Note d’optimisme cependant, pour qui aime la musique pop. Les Spice Girls pourraient se reformer pour les Jeux. Tout cela pour ça ? Geri Harlliwell et Mel sont pour. Victoria Beckham hésite.

Ah, G4S, chargée de la sécurité, a reçu plus de trois candidatures pour chaque poste de vigile.

En sus, il y aura 3 000 bénévoles. Et 13 500 militaires (seulement 10 000 en Afghanistan pour le Royaume-Uni). Eux ne devront pas payer l’équivalent de deux heures de travail pour se rendre sur place. Mais il faut bien cela.

En cas d’attentat ou d’accident un peu trop meurtrier, les primes d’assurance d’un peu tout le monde grimperaient. Ah, le rêve olympique. Les Grecs en ont encore le regard qui brille… Des étoiles de l’Europe plein les yeux…

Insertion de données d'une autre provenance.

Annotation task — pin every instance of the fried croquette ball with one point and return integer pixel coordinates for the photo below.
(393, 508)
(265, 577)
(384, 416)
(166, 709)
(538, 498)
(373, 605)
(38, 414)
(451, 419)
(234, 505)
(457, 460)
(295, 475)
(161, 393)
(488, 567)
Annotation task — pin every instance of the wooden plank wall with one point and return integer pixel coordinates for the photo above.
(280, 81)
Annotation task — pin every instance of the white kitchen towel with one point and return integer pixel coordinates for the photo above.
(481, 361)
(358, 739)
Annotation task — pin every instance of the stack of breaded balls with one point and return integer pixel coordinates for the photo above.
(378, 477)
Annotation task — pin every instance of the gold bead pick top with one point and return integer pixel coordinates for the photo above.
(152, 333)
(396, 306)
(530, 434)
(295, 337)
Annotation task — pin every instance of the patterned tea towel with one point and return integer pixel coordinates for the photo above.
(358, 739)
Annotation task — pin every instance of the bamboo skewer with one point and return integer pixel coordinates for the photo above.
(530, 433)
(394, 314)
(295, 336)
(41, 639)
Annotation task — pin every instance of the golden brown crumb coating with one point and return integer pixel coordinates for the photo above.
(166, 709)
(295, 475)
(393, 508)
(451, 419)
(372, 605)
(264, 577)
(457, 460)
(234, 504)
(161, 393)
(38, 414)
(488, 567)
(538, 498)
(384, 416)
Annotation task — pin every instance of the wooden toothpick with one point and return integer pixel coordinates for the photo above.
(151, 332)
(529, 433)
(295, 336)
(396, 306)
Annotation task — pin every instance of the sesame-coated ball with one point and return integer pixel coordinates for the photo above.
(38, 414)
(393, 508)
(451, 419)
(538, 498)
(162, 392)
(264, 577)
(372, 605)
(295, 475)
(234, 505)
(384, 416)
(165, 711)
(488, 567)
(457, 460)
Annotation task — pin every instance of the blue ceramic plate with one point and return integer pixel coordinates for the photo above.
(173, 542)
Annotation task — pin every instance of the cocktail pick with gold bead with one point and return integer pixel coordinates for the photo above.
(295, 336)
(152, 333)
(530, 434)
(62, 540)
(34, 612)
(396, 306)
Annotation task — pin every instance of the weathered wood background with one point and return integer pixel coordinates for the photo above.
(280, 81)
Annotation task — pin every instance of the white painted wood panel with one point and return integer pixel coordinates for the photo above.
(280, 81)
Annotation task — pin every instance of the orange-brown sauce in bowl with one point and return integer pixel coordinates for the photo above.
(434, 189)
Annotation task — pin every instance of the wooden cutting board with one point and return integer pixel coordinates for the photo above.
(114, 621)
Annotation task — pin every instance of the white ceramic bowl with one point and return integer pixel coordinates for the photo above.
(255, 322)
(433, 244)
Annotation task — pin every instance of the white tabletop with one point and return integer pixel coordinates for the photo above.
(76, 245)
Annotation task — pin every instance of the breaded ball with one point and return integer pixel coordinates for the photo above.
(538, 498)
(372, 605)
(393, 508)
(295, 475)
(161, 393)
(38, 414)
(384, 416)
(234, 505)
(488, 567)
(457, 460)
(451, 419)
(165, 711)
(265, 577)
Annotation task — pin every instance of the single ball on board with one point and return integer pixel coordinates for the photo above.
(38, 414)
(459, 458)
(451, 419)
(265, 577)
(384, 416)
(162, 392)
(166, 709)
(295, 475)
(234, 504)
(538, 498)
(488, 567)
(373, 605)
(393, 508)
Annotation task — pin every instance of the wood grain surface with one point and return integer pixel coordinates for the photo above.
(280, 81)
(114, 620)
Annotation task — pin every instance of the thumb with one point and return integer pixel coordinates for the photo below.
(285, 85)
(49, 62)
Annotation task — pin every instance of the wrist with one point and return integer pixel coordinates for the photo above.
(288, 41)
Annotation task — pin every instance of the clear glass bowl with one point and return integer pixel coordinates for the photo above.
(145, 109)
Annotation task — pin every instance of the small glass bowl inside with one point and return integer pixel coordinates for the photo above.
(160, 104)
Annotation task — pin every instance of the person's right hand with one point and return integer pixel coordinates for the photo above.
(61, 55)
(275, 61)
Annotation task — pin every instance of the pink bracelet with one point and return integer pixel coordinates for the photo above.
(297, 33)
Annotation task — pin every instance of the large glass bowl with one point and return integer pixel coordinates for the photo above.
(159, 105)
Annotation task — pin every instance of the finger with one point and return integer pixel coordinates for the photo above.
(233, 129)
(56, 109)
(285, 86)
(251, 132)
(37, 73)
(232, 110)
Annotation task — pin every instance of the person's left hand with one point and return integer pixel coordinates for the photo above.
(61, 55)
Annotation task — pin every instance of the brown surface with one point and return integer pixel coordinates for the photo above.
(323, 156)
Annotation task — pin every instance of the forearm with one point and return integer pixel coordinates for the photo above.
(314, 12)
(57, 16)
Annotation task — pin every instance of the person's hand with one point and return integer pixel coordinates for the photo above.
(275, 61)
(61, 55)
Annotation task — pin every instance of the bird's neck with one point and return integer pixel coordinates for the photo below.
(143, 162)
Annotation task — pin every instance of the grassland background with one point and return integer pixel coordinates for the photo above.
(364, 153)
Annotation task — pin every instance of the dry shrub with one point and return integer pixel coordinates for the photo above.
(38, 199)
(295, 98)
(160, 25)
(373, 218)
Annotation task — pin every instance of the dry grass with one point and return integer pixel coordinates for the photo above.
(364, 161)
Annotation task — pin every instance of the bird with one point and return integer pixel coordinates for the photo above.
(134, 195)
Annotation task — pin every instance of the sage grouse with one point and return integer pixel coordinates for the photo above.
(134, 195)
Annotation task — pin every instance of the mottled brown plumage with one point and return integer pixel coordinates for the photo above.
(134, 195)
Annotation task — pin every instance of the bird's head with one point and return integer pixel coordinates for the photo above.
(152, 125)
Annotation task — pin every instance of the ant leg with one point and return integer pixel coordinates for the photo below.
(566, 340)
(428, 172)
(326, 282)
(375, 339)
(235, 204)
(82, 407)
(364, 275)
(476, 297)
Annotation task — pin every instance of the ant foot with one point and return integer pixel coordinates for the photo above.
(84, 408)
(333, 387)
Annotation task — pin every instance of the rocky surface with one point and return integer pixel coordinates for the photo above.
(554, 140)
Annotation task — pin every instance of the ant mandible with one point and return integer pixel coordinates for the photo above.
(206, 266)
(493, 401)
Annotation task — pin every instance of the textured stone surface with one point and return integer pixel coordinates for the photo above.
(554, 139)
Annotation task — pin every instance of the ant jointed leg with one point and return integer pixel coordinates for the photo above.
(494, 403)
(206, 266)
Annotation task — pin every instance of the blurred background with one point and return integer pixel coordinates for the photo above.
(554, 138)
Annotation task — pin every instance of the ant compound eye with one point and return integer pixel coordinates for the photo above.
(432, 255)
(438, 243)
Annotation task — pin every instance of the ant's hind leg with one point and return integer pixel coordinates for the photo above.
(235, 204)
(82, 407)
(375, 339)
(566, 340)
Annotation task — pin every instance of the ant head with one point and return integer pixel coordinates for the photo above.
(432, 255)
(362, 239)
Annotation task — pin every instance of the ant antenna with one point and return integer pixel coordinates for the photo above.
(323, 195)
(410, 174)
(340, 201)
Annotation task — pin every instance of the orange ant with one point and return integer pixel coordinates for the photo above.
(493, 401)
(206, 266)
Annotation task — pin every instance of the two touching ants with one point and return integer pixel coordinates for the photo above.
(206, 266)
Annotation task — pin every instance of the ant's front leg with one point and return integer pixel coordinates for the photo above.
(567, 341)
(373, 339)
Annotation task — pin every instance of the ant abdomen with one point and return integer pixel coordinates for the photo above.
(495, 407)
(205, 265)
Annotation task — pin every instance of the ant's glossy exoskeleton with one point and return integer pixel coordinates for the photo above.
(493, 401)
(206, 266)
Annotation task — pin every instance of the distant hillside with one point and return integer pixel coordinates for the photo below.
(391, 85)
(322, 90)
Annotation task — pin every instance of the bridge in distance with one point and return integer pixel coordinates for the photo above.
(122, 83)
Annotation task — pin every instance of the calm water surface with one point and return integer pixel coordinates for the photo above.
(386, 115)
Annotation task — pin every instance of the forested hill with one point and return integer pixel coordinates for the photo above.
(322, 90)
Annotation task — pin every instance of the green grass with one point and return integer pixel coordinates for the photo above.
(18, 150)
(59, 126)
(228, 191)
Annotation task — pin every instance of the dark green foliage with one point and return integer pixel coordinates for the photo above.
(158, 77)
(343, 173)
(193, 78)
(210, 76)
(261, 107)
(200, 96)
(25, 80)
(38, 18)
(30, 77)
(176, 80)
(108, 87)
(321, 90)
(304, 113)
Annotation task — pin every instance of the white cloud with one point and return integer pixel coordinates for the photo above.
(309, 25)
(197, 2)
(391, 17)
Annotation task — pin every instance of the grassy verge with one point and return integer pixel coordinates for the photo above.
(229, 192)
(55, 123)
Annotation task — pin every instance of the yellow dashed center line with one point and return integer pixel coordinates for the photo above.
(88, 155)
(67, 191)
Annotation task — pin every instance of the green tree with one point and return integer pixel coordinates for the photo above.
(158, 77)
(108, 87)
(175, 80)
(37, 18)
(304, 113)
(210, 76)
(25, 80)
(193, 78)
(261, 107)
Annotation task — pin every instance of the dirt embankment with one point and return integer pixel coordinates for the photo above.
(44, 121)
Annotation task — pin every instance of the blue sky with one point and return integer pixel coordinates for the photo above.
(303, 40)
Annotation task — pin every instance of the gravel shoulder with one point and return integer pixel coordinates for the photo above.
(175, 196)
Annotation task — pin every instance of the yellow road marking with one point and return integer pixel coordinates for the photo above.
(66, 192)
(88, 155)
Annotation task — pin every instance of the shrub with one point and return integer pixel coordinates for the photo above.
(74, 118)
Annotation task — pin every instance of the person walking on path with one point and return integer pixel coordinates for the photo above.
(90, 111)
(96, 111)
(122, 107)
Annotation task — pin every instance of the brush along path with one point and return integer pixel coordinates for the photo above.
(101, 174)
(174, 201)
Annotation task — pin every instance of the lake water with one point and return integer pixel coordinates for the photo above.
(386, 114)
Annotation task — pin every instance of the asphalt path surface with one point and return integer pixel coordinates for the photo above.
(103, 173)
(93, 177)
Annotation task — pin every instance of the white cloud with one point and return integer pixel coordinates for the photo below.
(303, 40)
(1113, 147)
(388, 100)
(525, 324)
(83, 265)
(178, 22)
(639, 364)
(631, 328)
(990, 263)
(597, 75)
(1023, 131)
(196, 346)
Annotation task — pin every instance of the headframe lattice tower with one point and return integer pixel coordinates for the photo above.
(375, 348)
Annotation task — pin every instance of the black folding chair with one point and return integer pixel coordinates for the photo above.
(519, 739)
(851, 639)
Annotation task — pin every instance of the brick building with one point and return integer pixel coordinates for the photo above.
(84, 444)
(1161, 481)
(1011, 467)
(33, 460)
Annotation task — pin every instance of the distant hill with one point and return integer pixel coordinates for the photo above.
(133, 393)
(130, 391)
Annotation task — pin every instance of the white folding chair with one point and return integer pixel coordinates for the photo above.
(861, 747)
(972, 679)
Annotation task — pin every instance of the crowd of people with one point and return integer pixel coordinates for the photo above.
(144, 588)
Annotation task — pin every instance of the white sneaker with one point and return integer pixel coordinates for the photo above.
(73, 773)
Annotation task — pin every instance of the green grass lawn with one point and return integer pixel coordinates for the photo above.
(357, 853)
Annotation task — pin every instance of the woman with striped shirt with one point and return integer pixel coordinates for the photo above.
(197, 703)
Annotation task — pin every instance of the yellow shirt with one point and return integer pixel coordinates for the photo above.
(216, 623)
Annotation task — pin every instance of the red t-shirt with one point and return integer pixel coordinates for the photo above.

Merci, disent les Grecs, à David Cameron, de nous faire encore vibrer avec l’hymne olympique !

 

Auteur/autrice : Jef Tombeur

Longtemps "jack of all trades", toujours grand voyageur. Réside principalement à Paris (Xe), fréquemment ailleurs (à présent, en Europe seulement). A pratiqué le journalisme plus de sept lustres (toutes périodicités, tous postes en presse écrite), la traduction (ang.>fr. ; presse, littérature, docs techs), le transport routier (intl. et France), l'enseignement (typo, PAO, journalisme)... Congru en typo, féru d'orthotypographie. Blague favorite : – et on t'a dit que c'était drôle ? Eh bien, on t'aura menti !

Une réflexion sur « J.-0. de Londres : budget explosé »

  1. Et dire qu’on est en période de crise!
    Boycottons ces jeux qui donnent des médailles pour les supprimer quelques mois plus tard pour cause de dopage.